Alcoholism wasn’t always seen as a disease needing treatment, and the American Medical Association’s work was on the forefront of changing how the court system viewed and treated those who cannot control their alcohol consumption.
Over the years, the U.S. Supreme Court has looked to AMA policies and an amicus brief to help it first establish that alcoholism is in fact a disease.
The high court’s first reference to AMA policy defining alcoholism as a disease came in a dissenting opinion in a case the majority decided not to consider. The 1966 case, Budd v. California, posed the question of whether it is constitutional for California to punish someone who suffers from alcoholism, not just someone who periodically voluntarily overindulges.
In his dissent, Justice Abe Fortas referenced a 1956 JAMA “Reports of Officers” that describes a policy the AMA adopted on hospitalizing and treating patients with alcoholism. He wrote that the question before the court “has great practical and social significance. We are told that some 6 million Americans are afflicted with alcoholism and that each year more than 1.5 million arrests—three of every eight—are for drunkenness. Although we do not know how many of those arrested for drunkenness are properly classifiable as alcoholic—that is, whose conduct may be traced to illness rather than to choice—there is ample evidence that the number is very large.”
Two years later, the court agreed to hear a case involving a man who argued he was afflicted with chronic alcoholism and that to punish him for his conduct would be cruel and unusual. The court, in the 1968 case Powell v. State of Texas, ultimately allowed the man to face punishment for his crime.
But justices in their opinion established that the AMA designated alcoholism as a “major medical problem” in 1956 and “urged that alcoholics be admitted to general hospitals for care.” Justices said, “this significant development marked the acceptance among the medical profession of the ‘disease concept of alcoholism.’”
The court noted that the medical community didn’t agree on what it meant to say alcoholism was a disease and that there was no known generally effective treatment. Justices said that the AMA “defined alcoholics as ‘those excessive drinkers whose dependence on alcohol has attained such a degree that it shows a noticeable disturbance or interference with their bodily or mental health, their interpersonal relations, and their satisfactory social and economic functioning.’”
In 1988, the Supreme Court decided a case in which the U.S. Department of Veterans Affairs (VA) wouldn’t grant more time for two veterans who were primary alcoholics—or had alcoholism unrelated to a psychiatric condition—to use the educational benefits allowed under the GI Bill. This time, the AMA got involved by filing an amicus brief, which the court referenced in its opinion that sided with the veterans.
Veterans must use their benefits within 10 years of leaving the military unless granted an extension because “a physical or mental disorder that was not the result of [their] own willful misconduct” prevented them from using it. In Traynor v. Turnage, two veterans sued saying the VA regulation violated the Rehabilitation Act after the VA defined alcoholism as willful misconduct.
The Supreme Court ruled that Congress intended to include people with alcoholism in the Rehabilitation Act and that the veterans should be allowed an extension to use their benefits. In the ruling, the justices cited the AMA brief, saying that the policy “does not deny extensions of the delimiting period to all alcoholics but only to those whose drinking was not attributable to an underlying psychiatric disorder. It is estimated by some authorities that mental illness is responsible for 20% to 30% of all alcoholism cases.”

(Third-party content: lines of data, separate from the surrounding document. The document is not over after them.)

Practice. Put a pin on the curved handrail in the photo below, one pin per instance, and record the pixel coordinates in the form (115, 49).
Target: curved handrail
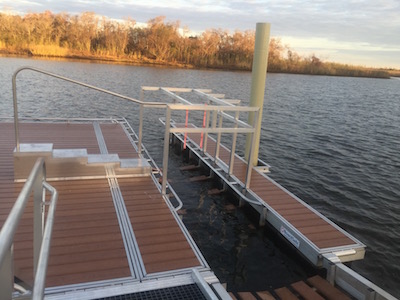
(14, 88)
(34, 183)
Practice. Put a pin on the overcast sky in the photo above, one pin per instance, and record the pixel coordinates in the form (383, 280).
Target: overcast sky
(361, 32)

The court also recognized that the AMA, the American Psychiatric Association and the National Council on Alcoholism, Inc. emphasized in their respective briefs that the primary or secondary distinction of alcoholism “is a crude one. A diagnosis of alcoholism as primary or secondary may depend as much on the nature of the facility in which the diagnosis is made as it does on the alcoholic's true clinical history.”

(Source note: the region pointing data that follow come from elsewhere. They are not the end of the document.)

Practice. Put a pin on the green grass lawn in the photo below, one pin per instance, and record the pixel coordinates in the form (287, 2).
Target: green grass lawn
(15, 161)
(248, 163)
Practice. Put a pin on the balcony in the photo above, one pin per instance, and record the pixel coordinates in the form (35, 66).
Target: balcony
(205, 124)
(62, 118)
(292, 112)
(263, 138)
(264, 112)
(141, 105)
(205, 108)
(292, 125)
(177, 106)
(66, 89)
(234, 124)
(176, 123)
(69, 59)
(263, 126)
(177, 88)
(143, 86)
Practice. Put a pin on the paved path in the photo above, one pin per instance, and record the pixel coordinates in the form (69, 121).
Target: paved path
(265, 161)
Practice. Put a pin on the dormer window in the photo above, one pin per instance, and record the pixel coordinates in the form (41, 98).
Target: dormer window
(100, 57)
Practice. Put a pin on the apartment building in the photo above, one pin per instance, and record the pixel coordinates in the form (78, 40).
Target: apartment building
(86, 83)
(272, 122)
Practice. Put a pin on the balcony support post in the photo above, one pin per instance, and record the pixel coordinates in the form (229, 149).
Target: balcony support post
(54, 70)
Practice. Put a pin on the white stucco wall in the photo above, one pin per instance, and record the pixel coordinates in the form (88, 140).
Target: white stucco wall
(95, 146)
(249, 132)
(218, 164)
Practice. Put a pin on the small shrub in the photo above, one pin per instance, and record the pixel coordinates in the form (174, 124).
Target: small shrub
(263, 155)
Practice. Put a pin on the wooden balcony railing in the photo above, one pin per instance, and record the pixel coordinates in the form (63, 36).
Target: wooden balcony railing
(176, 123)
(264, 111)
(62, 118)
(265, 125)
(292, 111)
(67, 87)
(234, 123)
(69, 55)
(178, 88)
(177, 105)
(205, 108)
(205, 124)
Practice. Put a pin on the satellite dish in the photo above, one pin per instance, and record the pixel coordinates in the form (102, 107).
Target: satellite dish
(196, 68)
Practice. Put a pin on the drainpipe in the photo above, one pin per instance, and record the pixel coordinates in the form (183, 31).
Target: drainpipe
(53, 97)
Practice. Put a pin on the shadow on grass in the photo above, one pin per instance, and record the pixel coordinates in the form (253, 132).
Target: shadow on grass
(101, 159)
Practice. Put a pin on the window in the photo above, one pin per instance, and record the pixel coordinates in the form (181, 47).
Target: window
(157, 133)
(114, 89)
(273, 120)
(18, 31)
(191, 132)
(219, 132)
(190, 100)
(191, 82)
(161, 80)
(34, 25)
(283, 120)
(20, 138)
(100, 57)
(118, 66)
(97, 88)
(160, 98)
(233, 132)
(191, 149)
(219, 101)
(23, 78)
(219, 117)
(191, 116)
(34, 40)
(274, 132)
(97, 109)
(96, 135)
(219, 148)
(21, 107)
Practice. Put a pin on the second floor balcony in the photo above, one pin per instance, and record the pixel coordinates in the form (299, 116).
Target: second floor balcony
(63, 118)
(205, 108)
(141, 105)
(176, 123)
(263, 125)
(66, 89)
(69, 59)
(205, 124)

When it comes to how to handle cases that involve alcohol, the nation’s high court has looked to the AMA as far back as 1926. Justices then considered a case a physician filed against the Prohibition Act’s interference with him prescribing “vinous or spiritous liquors” for medicinal purposes looked to a 1917 AMA meeting where delegates declared using alcoholic liquor as a therapeutic agent was without “scientific basis” and “should be discouraged.”

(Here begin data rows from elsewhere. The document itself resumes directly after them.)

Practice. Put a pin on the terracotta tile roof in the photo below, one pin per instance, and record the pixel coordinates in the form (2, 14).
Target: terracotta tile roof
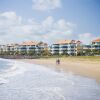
(97, 40)
(29, 43)
(33, 43)
(64, 41)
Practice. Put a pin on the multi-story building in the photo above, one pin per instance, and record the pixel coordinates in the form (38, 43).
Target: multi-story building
(24, 47)
(70, 47)
(96, 44)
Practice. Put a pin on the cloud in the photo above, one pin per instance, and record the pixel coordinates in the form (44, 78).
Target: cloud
(46, 5)
(12, 28)
(87, 37)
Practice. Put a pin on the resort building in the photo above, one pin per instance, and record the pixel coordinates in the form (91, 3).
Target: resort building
(23, 48)
(68, 47)
(96, 44)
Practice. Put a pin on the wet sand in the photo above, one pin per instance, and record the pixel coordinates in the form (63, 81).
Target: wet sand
(83, 67)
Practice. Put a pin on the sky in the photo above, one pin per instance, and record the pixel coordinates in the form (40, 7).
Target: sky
(49, 20)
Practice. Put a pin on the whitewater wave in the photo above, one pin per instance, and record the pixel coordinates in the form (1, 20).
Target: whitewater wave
(35, 82)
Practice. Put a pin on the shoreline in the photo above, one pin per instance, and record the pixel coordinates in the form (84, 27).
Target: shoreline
(85, 68)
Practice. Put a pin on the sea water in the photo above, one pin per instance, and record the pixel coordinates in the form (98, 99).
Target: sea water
(23, 81)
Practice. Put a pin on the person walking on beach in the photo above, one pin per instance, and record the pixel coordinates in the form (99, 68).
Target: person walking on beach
(58, 61)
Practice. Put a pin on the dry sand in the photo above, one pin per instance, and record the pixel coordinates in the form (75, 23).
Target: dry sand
(81, 67)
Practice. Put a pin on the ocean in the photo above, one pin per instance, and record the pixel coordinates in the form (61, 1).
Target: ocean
(24, 81)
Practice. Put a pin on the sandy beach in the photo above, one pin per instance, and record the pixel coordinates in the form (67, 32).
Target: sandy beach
(83, 67)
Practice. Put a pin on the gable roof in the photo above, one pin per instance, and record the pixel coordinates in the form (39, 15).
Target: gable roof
(64, 41)
(96, 40)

The opinion in Lambert v. Yellowley also referenced resolution from the 1921 AMA meeting that said “reproach has been brought upon the medical profession by some of its members who have misused the law which permits the prescription of alcohol.”
The high court looked to the AMA most recently in a 2016 case, Birchfield v. North Dakota, challenging the state’s law instituting blood alcohol breath tests. In its reasoning, the court noted that the AMA and National Safety Council had committees that studied the nation’s drunken driving problem and concluded that a driver with a blood alcohol content of 0.15% or high could be presumed to be inebriated.